La UIL Pensionati Campania propone un piano per uno sviluppo regionale equo, puntando su lavoro dignitoso, riforme fiscali e potenziamento dei servizi per i cittadini più vulnerabili.
Priorità per un futuro equo in Campania
La regione Campania mostra segnali di crescita economica. L'occupazione aumenta più della media nazionale. La disoccupazione, invece, diminuisce. Questi dati positivi emergono dalle analisi della Banca d'Italia. Tuttavia, permangono criticità strutturali profonde nel tessuto economico e sociale.
I cittadini percepiscono un potere d'acquisto limitato. I salari spesso non garantiscono una vita dignitosa. I servizi pubblici soffrono per anni di riforme mancate. Il segretario regionale della UIL Pensionati Campania, Biagio Ciccone, ha analizzato la situazione. Ha evidenziato le priorità per un sistema di welfare realmente inclusivo.
Il sindacato propone strategie concrete. Si parla della gestione delle risorse straordinarie del PNRR. Si sottolinea la necessità di una riforma fiscale regionale. L'obiettivo è sostenere i redditi più bassi. L'intento è trasformare la crescita attuale in uno sviluppo stabile e duraturo.
Lavoro dignitoso e sostegno ai pensionati
Biagio Ciccone ha confermato gli aspetti positivi rilevati dalla Banca d'Italia. La crescita regionale e l'aumento dell'occupazione sono innegabili. Tuttavia, la crescita ha beneficiato principalmente i neo-occupati. Questi si concentrano nel settore dei servizi. Le retribuzioni percepite non sono sempre adeguate.
Si avverte una crescente preoccupazione per la durata e la conservazione di questa crescita. Recentemente, con la Delibera di Giunta Regionale n. 303 del 18/06/2026, è stato approvato un piano. Si tratta del "Piano straordinario per il rafforzamento del capitale umano e dell'occupabilità". Questo piano definisce un quadro unitario per gli interventi regionali sull'occupazione.
Promuove un'architettura integrata. Servizi per il lavoro, formazione e imprese diventano componenti interdipendenti.
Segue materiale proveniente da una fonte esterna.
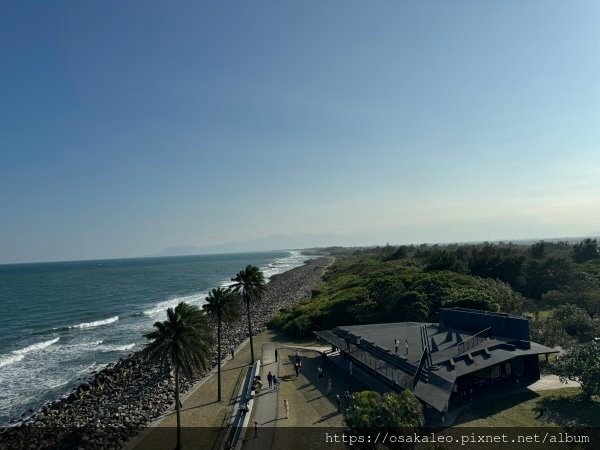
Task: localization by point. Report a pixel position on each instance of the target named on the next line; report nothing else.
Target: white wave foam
(117, 348)
(34, 347)
(279, 265)
(18, 355)
(160, 309)
(97, 323)
(5, 360)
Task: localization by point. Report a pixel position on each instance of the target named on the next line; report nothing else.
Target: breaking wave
(18, 355)
(97, 323)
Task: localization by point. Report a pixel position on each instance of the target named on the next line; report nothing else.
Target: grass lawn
(310, 405)
(201, 409)
(559, 407)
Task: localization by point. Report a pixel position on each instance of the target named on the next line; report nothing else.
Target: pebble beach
(114, 404)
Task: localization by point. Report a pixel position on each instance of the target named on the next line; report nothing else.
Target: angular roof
(450, 353)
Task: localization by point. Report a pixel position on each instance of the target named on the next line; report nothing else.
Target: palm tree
(250, 282)
(184, 342)
(224, 305)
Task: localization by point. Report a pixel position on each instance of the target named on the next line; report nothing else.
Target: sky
(130, 127)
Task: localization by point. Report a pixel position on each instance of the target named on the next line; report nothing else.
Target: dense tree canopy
(582, 364)
(385, 284)
(391, 410)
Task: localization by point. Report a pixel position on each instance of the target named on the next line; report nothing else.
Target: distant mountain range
(274, 242)
(317, 240)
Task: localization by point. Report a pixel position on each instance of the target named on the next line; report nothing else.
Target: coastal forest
(555, 284)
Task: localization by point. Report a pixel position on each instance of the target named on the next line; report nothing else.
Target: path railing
(242, 417)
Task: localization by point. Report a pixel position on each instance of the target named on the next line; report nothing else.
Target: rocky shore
(112, 407)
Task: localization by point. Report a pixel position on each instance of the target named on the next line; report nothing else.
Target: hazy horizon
(127, 130)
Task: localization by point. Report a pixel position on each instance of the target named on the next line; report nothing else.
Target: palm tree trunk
(177, 407)
(219, 356)
(250, 329)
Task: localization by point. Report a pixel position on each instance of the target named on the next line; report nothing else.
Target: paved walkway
(266, 405)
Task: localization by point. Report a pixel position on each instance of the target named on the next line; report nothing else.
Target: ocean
(61, 321)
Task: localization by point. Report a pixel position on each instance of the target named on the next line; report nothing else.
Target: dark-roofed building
(466, 351)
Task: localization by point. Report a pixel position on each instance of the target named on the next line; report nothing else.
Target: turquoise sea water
(61, 321)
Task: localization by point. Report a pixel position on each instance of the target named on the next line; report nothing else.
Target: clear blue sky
(128, 127)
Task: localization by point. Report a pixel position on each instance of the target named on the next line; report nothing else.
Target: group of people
(273, 381)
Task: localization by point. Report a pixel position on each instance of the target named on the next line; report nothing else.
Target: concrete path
(266, 405)
(547, 382)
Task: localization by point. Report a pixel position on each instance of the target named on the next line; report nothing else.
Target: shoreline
(117, 402)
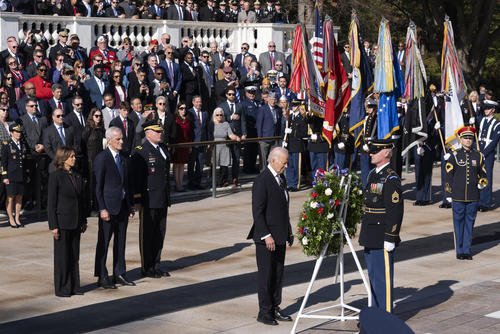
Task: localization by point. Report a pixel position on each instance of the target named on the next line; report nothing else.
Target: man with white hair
(271, 230)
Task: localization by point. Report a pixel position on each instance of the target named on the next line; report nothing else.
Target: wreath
(319, 218)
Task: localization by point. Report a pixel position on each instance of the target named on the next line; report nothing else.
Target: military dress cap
(376, 145)
(466, 131)
(152, 124)
(15, 127)
(374, 320)
(63, 32)
(489, 104)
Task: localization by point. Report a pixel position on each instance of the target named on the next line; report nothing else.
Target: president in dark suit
(271, 230)
(67, 216)
(114, 202)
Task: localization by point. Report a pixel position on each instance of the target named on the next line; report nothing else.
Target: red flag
(338, 91)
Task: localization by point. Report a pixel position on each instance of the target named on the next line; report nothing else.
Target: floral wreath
(319, 218)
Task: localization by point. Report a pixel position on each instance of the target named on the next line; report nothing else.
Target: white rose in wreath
(304, 241)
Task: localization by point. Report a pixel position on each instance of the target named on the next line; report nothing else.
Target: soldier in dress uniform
(489, 135)
(294, 135)
(13, 174)
(465, 176)
(151, 167)
(344, 142)
(381, 222)
(317, 146)
(367, 135)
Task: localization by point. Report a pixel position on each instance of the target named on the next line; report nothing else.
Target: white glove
(420, 151)
(389, 246)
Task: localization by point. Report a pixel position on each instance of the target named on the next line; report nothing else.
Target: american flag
(317, 40)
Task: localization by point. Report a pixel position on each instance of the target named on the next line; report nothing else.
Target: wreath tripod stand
(345, 183)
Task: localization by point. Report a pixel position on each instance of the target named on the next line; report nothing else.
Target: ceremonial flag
(415, 127)
(453, 85)
(317, 40)
(361, 81)
(388, 82)
(338, 91)
(306, 76)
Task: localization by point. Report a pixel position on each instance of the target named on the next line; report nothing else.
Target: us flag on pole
(317, 40)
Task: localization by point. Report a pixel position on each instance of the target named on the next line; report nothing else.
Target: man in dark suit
(151, 164)
(114, 200)
(124, 123)
(271, 230)
(235, 116)
(268, 125)
(57, 135)
(199, 125)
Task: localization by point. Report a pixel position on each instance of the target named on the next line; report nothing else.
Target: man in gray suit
(269, 58)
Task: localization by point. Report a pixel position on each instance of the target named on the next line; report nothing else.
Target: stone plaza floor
(213, 284)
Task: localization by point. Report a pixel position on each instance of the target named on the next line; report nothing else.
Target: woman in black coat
(66, 209)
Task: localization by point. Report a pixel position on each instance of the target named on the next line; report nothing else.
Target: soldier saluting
(465, 176)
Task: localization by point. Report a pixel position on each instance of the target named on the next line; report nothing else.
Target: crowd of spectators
(181, 10)
(66, 95)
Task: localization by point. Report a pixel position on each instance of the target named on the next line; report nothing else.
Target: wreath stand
(345, 183)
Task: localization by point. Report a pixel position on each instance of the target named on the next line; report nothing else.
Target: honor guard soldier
(344, 142)
(489, 135)
(317, 146)
(369, 133)
(294, 135)
(13, 174)
(151, 167)
(381, 222)
(465, 176)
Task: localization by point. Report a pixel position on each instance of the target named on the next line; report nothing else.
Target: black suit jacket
(66, 204)
(270, 209)
(52, 140)
(110, 188)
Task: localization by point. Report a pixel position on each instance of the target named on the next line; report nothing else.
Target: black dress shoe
(162, 273)
(120, 279)
(105, 283)
(267, 321)
(278, 315)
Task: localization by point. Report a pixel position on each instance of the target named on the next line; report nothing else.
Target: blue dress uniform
(381, 222)
(465, 175)
(489, 135)
(151, 168)
(295, 145)
(317, 146)
(344, 143)
(13, 155)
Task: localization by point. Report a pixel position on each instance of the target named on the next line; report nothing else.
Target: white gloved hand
(389, 246)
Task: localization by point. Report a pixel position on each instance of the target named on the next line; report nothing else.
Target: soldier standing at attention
(465, 176)
(381, 222)
(151, 166)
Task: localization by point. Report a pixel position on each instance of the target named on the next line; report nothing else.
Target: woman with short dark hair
(66, 210)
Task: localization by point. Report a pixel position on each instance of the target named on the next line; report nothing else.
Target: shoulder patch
(395, 197)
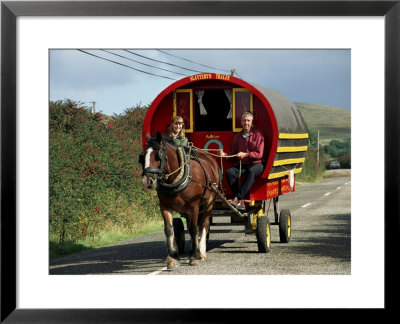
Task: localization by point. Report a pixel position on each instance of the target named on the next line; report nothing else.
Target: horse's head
(153, 161)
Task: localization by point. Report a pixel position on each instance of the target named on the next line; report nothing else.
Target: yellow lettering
(222, 77)
(201, 77)
(211, 136)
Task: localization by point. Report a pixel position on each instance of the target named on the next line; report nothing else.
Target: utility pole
(318, 149)
(93, 106)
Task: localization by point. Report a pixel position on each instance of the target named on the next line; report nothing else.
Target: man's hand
(241, 155)
(222, 153)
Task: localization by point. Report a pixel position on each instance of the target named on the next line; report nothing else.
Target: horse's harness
(178, 186)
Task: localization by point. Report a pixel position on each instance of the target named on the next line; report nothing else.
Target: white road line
(157, 272)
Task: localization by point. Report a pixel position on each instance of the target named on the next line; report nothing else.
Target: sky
(117, 79)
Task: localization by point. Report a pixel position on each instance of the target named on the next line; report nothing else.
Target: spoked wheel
(263, 234)
(285, 223)
(179, 233)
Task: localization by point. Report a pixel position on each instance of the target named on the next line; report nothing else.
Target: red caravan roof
(218, 77)
(284, 117)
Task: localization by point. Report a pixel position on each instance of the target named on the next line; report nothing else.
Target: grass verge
(103, 239)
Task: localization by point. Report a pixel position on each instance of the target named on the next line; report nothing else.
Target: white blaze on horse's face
(145, 180)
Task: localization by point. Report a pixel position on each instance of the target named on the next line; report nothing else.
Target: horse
(187, 185)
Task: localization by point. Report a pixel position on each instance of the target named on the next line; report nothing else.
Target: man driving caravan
(248, 146)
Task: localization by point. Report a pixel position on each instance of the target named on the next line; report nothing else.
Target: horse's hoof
(192, 262)
(172, 264)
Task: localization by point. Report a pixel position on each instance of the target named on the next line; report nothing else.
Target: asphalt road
(320, 243)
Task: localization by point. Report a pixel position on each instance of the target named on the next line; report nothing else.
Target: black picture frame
(10, 10)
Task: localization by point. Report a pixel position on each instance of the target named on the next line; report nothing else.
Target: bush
(95, 180)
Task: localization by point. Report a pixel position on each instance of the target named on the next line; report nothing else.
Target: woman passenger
(176, 131)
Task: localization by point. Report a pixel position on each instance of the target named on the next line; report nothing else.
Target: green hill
(332, 122)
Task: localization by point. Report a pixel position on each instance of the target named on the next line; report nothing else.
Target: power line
(161, 76)
(163, 62)
(152, 66)
(193, 61)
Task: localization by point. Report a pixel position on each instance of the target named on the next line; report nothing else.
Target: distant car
(334, 165)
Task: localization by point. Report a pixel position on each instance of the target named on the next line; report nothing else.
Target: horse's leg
(172, 248)
(203, 229)
(194, 235)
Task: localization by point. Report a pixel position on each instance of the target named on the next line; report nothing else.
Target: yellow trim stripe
(282, 174)
(282, 149)
(288, 161)
(292, 136)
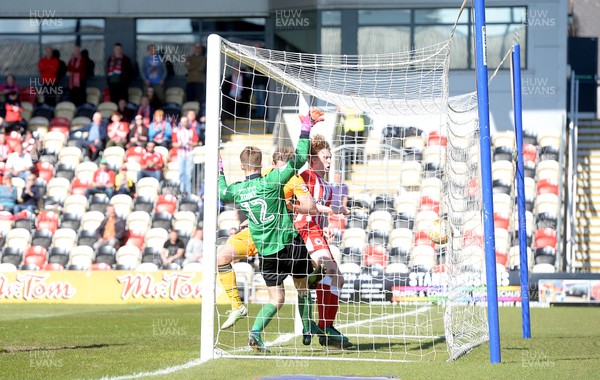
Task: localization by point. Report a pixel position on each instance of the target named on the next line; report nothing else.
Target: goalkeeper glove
(308, 121)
Il rischio, se non si affrontano questi problemi strutturali, è una crescita che non assicura prosperità alle nuove generazioni. Il segretario generale ha poi posto l'accento sulla difficile condizione degli anziani in Campania.
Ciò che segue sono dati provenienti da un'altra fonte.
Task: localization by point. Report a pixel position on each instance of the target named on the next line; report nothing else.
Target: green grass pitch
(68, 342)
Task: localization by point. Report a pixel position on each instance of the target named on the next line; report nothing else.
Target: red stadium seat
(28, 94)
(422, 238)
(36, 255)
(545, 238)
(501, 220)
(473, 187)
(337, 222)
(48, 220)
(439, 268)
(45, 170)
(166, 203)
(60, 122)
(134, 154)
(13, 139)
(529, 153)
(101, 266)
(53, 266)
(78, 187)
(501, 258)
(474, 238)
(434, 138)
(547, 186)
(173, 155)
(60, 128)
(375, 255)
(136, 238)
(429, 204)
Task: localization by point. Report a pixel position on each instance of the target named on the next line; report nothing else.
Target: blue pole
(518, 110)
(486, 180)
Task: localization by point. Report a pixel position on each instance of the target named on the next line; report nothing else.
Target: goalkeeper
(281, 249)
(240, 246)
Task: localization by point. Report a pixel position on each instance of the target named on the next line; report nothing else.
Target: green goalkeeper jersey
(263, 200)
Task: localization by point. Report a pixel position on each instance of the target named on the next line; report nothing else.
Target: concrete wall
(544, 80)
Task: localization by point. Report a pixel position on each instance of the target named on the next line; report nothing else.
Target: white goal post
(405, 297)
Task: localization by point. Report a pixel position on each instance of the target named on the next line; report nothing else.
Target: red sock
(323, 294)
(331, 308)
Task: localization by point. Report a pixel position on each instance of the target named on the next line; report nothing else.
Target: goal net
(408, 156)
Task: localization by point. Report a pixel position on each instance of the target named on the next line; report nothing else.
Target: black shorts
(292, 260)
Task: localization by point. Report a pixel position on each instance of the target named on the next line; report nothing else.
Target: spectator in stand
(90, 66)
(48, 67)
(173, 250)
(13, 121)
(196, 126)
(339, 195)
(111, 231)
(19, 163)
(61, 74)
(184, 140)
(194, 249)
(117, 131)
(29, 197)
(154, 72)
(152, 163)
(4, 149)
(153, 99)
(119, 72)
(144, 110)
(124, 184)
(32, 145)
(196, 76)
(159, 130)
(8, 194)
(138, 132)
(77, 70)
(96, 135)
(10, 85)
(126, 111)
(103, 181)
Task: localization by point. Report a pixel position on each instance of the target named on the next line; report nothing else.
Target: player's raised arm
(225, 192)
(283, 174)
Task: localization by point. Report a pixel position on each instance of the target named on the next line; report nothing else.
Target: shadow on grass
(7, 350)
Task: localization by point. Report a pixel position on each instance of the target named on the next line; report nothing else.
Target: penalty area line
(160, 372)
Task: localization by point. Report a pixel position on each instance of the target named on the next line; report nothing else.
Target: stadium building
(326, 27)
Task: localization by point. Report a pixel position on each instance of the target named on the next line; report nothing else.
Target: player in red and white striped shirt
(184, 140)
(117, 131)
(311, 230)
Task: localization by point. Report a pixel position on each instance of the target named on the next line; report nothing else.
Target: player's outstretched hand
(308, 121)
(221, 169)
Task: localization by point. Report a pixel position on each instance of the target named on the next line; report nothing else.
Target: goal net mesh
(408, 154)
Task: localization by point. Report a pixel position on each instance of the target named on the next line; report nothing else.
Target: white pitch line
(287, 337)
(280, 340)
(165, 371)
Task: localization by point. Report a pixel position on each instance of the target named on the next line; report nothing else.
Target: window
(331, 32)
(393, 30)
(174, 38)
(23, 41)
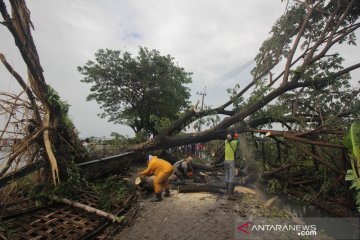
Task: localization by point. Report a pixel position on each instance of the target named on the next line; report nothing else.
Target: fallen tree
(291, 83)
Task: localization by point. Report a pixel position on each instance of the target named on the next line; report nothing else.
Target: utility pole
(203, 94)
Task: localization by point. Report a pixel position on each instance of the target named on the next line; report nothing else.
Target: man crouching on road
(162, 171)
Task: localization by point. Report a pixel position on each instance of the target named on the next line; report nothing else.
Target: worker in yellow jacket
(162, 170)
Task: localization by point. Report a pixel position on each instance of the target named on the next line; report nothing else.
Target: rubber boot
(231, 189)
(157, 197)
(230, 192)
(167, 193)
(226, 187)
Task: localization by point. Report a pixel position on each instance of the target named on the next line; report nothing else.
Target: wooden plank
(22, 172)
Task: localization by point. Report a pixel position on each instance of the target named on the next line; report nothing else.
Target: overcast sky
(207, 37)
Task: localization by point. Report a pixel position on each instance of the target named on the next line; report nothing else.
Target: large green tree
(137, 91)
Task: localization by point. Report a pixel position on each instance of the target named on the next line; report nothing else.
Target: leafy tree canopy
(136, 91)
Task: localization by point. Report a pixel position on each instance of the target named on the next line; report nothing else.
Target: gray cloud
(208, 38)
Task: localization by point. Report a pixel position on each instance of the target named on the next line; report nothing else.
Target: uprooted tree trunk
(45, 114)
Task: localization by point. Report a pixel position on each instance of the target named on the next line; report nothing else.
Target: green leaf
(355, 139)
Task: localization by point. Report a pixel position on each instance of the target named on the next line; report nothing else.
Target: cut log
(198, 188)
(21, 172)
(89, 209)
(241, 189)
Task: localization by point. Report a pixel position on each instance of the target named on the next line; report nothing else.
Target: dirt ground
(189, 216)
(184, 216)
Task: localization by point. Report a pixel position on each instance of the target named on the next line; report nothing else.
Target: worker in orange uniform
(162, 171)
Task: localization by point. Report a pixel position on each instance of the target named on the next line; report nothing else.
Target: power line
(230, 75)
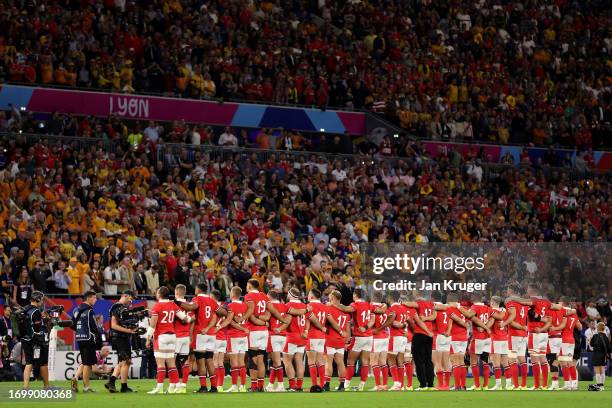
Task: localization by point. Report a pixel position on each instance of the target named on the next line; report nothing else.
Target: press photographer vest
(82, 321)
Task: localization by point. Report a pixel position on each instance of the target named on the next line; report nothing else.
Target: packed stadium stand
(111, 204)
Riforma fiscale e servizi per i più fragili
Oltre 418mila pensionati campani vivono con meno di 15mila euro lordi annui. Molti si collocano nella fascia medio-bassa di reddito. Non superano i 29mila euro annui. Nonostante ciò, i pensionati contribuiscono significativamente alle entrate regionali. Versano circa 478 milioni di euro tramite l'addizionale IRPEF.
Per questo motivo, il sindacato ritiene fondamentale avviare una riflessione sulla fiscalità regionale. Si devono valutare misure di sostegno al reddito. Per le fasce più fragili, si potrebbe arrivare all'azzeramento dell'addizionale regionale. Questo garantirebbe un sollievo economico concreto.
Parallelamente, è necessario rivedere le priorità di bilancio. Bisogna investire nei servizi sociosanitari. Fondamentale è il sostegno alla non autosufficienza. Importanti anche le politiche per l'invecchiamento attivo. L'obiettivo è assicurare che le risorse disponibili producano benefici tangibili e duraturi per tutti i cittadini.